LocalTuya was the path discussed for a cloud-detached light in this thread. After detaching from the cloud, a contributor said the device would keep full functionality, but you would need
LocalTuya to control it because it would no longer connect to the Tuya cloud. The thread mentions confusion with
TuyaLocal, but the only concrete recommendation here was LocalTuya plus the device ID and dpIDs discovered during setup.
[#20663292]
13. How do I use Home Assistant and MQTT to trigger TuyaMCU animations from OBK, including scene commands that need manual YAML or dashboard buttons?
Use MQTT publish actions from Home Assistant buttons and send the same OBK commands that work in the web UI. The maintainer said animation triggering still needed manual YAML or dashboard-button service actions, and later showed Home Assistant buttons sending MQTT commands. For example, scene buttons can publish a mode change to
dpID 21 = 2 and then the required
dpID 25 scene payload for Curtain, Rainbow, or Firework.
[#20818136]
14. Why would color changes stop working after several tries in Home Assistant, and how does enabling OpenBeken flag 43 'TuyaMCU Use queue' affect reliability?

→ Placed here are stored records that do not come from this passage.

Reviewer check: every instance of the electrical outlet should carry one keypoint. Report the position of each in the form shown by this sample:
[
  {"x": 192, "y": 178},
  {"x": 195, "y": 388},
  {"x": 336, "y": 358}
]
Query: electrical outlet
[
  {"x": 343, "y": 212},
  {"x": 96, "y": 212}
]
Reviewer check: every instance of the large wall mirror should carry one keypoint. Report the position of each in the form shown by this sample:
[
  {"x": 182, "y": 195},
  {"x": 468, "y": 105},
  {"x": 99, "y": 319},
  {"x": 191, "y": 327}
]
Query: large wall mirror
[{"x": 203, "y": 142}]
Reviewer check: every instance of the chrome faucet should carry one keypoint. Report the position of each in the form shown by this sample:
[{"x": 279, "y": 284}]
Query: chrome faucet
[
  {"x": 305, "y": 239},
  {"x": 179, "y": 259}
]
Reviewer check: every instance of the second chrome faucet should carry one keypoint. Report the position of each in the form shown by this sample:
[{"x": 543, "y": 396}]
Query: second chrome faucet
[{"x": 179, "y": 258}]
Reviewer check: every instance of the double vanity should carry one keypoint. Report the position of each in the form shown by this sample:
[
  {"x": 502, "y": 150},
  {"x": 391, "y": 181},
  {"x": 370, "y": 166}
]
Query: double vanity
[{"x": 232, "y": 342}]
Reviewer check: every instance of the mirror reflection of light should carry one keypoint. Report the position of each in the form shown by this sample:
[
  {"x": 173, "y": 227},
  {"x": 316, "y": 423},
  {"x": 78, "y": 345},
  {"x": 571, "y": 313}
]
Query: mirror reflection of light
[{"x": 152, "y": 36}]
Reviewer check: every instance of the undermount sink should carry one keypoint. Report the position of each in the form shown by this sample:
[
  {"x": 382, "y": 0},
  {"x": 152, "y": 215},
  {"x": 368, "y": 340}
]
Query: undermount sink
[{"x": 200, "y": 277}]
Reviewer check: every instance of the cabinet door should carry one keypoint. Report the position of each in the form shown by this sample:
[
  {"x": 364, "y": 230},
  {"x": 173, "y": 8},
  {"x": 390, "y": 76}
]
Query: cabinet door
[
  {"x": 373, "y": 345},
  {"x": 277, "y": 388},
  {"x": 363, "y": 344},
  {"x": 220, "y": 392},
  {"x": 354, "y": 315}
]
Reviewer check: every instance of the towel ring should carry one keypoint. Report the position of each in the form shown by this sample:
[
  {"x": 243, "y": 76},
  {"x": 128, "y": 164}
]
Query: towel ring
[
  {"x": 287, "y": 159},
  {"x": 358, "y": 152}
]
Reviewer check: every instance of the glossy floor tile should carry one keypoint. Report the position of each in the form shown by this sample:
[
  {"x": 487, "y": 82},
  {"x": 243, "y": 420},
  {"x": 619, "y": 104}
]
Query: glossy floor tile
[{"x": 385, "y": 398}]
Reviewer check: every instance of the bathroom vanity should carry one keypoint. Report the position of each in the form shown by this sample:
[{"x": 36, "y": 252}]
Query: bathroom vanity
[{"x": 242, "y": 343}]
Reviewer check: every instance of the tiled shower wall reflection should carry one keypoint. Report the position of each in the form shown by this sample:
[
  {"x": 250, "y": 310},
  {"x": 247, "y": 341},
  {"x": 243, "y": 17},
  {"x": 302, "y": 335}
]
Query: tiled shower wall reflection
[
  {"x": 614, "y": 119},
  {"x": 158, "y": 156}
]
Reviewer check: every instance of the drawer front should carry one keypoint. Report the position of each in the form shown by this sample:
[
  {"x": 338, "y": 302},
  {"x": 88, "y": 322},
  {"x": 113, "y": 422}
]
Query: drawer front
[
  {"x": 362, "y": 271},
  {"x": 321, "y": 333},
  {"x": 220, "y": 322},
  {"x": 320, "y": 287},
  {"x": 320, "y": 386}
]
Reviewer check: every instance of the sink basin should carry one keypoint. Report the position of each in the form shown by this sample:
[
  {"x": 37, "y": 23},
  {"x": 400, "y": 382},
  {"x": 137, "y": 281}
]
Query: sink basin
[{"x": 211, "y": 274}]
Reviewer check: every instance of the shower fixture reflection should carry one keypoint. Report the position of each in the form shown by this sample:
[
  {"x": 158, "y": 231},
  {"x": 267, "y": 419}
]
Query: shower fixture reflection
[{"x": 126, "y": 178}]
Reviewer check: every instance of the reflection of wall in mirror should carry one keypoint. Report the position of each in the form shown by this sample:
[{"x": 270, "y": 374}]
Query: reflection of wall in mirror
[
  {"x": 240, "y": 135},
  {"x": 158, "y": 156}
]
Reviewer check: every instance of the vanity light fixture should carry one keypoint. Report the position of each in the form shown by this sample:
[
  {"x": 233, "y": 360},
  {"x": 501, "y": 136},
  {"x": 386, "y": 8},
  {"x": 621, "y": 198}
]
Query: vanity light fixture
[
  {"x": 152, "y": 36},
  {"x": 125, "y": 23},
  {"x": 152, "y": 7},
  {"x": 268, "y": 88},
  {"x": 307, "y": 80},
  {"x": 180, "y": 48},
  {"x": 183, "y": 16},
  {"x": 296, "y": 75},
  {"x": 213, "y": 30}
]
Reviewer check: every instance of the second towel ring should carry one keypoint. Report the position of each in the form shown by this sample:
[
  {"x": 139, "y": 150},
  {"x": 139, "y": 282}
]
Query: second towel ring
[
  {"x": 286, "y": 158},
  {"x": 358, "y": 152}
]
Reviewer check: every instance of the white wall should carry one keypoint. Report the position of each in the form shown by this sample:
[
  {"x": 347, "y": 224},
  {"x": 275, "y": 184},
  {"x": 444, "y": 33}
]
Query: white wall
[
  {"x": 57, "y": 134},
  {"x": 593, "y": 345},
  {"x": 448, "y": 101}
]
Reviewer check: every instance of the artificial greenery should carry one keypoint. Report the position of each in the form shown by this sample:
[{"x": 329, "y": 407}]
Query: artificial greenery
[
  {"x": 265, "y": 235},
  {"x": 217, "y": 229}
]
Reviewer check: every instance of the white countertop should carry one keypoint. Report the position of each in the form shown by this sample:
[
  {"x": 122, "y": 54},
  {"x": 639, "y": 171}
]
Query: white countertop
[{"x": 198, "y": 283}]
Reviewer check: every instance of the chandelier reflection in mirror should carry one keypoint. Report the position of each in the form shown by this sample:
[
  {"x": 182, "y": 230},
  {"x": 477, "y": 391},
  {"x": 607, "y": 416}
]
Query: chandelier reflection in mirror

They can stop because back-to-back TuyaMCU writes collide or arrive in the wrong order. One tester reported color changes failing after about
7 or 8 tries until the lamp was power-cycled, which led to a test build and the new
Flag 43: TuyaMCU Use queue. After enabling that queue flag, another tester reported that color changes and dimming worked every time from both the device page and Home Assistant.
[#20766386]
15. What can I do if a TuyaMCU light powers back on after a reboot or power cut even with startup settings changed, and how can autoexec or SetStartValue be used as a workaround?
Use autoexec to force an OFF command after boot, because
SetStartValue did not solve this TuyaMCU case. The reported workaround was: query state, wait about
1 second, then send
tuyaMcu_sendState 20 1 0. The maintainer called it a temporary fix and noted the lamp may flash on briefly before turning off again, but it reliably restored the desired post-reboot OFF state until a firmware-side fix could be worked on.